Мою первую книгу издали в 2012 году в инди-издательстве, которое платило не деньгами, а экземплярами – по сто копий книги за тысячу напечатанных, так что через какое-то время образовывался некоторый излишек. А до этого было десятилетие оторванности ото всех и незнания никого, которое возвышалось, как груда непрочитанных бумаг. Если чтение – это высшая формой зрения, как мне стать видимой? У меня не было учителей, которые направили бы мою руку, или однокурсников, которые поддержали бы меня на этом пути. Те несколько раз, когда я пробиралась в университетскую библиотеку, страстно желая почитать книги, которых больше было нигде не достать, я чувствовала себя так, будто меня в любой момент может схватить полиция. Однажды я пролезла за стеллажи в университете Вашингтона, где моя сестра Кристина так надеялась изучать музыку. Я до сих пор помню выступы кирпичей на стене, к которой я прижималась спиной, сидя на корточках и корябая на клочке бумаги строчку «зубы безбрежные и белоснежные» со сбившимся дыханием отчаянного правонарушителя, который живет в стране, где поэзия под запретом.
Я писала, Джейсон облизывал конверты, и мы рассылали мои рукописи. Я спала с блокнотом под подушкой и делала зарисовки на салфетках в закусочной. Мы с трудом наскребли двадцать долларов взноса за участие в конкурсе, где я все равно не победила. Каждое мое стихотворение, которое кто-либо когда-либо принимал, было выужено из кучи мусора. И так продолжалось десять лет. Я стояла особняком, сжимая в руках свою изменчивую, живую как вода рукопись, в которой одни стихи пускали корни, а другие уносил ветер. Сначала это были стихи об Иисусе, затем – об убийстве, теперь вот о людях-ящерах, бог его знает, почему, но я ни на йоту не приблизилась к всевидящему оку признания, которое даже не догадывалось о моем существовании. Тогда мной двигали чистые амбиции, но мне казалось, что так выглядит страсть. И все-таки, вспоминая, с каким треском то стихотворение продиралось наружу, я думаю: «Неужели это и есть цена? Стоимость входа в этот закрытый и неприступный мир?»

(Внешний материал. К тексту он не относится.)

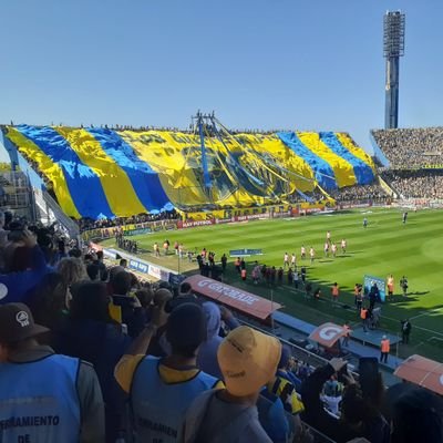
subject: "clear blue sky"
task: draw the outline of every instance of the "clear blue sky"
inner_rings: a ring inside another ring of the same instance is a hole
[[[0,0],[0,122],[383,126],[382,19],[406,13],[400,125],[442,125],[442,0]]]

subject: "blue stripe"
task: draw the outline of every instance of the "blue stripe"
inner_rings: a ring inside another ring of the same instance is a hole
[[[171,210],[173,205],[163,189],[158,174],[140,159],[132,146],[106,128],[87,128],[103,151],[126,173],[146,212]]]
[[[305,146],[295,132],[278,132],[277,136],[291,151],[293,151],[299,157],[308,163],[313,171],[317,182],[323,189],[337,189],[338,186],[332,167],[327,161],[319,157],[311,150]]]
[[[97,175],[81,162],[68,141],[55,130],[28,125],[20,125],[17,130],[63,169],[71,197],[82,217],[114,217]]]
[[[337,138],[333,132],[320,132],[320,140],[337,155],[344,158],[352,167],[357,178],[357,184],[369,185],[374,181],[372,168],[361,158],[356,157]]]

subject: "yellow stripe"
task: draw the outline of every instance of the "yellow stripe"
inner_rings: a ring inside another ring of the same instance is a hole
[[[111,210],[117,217],[147,213],[140,202],[126,173],[85,130],[54,127],[71,145],[83,164],[99,176]],[[87,193],[87,189],[84,189]]]
[[[62,168],[53,163],[35,143],[16,128],[8,127],[7,137],[16,144],[20,153],[24,154],[25,159],[32,158],[38,164],[38,169],[52,182],[54,194],[62,210],[70,217],[81,218],[68,188]]]
[[[372,162],[372,158],[369,154],[365,153],[364,150],[362,150],[360,146],[357,146],[353,140],[349,136],[349,134],[344,132],[336,132],[337,138],[339,142],[350,152],[352,153],[356,157],[360,158],[368,166],[372,168],[373,172],[374,169],[374,164]]]
[[[316,132],[297,132],[301,143],[310,151],[326,161],[336,175],[336,182],[339,187],[352,186],[357,184],[353,166],[344,158],[337,155],[329,146],[327,146]]]
[[[289,183],[289,192],[291,194],[296,189],[302,192],[313,190],[315,175],[312,168],[302,157],[286,146],[277,135],[239,134],[236,138],[241,140],[247,147],[257,151],[261,155],[268,156],[270,154],[277,165],[287,169],[289,173],[280,172],[280,174],[287,175],[286,179]]]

Будь письмо бумажным, Джейсон выхватил бы его у меня из рук и прижал к своей тяжело вздымающейся груди. Вместо этого он заставляет меня читать его вслух снова и снова, пока мой голос не возвращается на привычные ноты.
– Ты это сделала, – говорит он, и у него выступают слезы. – Ты как тот песик из фильма-катастрофы, который выжил, несмотря ни на что.
– В конце концов, нет такого правила, которое запретило бы собаке играть в баскетбол!
– А в Конституции ни слова о том, что рептилоид не может быть президентом!
Мы даем друг другу пять и сбегаем вниз по лестнице, навстречу вездесущему запаху жареного бекона.